(April 2, 2020 at 9:38 am)The Grand Nudger Wrote: Pastured cattle couldn't possibly emit more methane than battery lots..because we simply can't raise enough of them on pasture to do so. That's why we have battery farms in the first place - to produce more of the product than we would otherwise be capable while sinking corn. That's why we feed cattle grain, btw, corn is one of our hardest worked crops. It's cheap.
While pasturing cattle is not necessarily a regenerative practice, when it is done for that purpose it's not done solely for livestock management - but for the benefits that regenerative ag grants to other farm enterprises which also contribute to the carbon budget, if you will, of any farm. Livestock can till, livestock fertilizes, livestock manages your seed bank cutting out petrochemical herbicides... and a healthy relationship between ag and the farm environment cuts down on petrochemical pesticides.
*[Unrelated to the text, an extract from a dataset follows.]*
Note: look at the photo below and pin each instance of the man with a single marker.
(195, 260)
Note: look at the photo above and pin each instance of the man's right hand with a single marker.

It's not an issue of just changing feeds - though there's no reason that pastured cattle couldn't be or wouldn't be fed supplemental grain.
etc etc etc.
And if grass-fed cows aren't responsible for methane emissions, how it is that, as we have less and less grass-fed cows around the world, there have been less and less methane emissions?
![[Image: atmospheric_methane_conc.gif]](https://static.skepticalscience.com/images/atmospheric_methane_conc.gif)
This is also the argument I used in the video.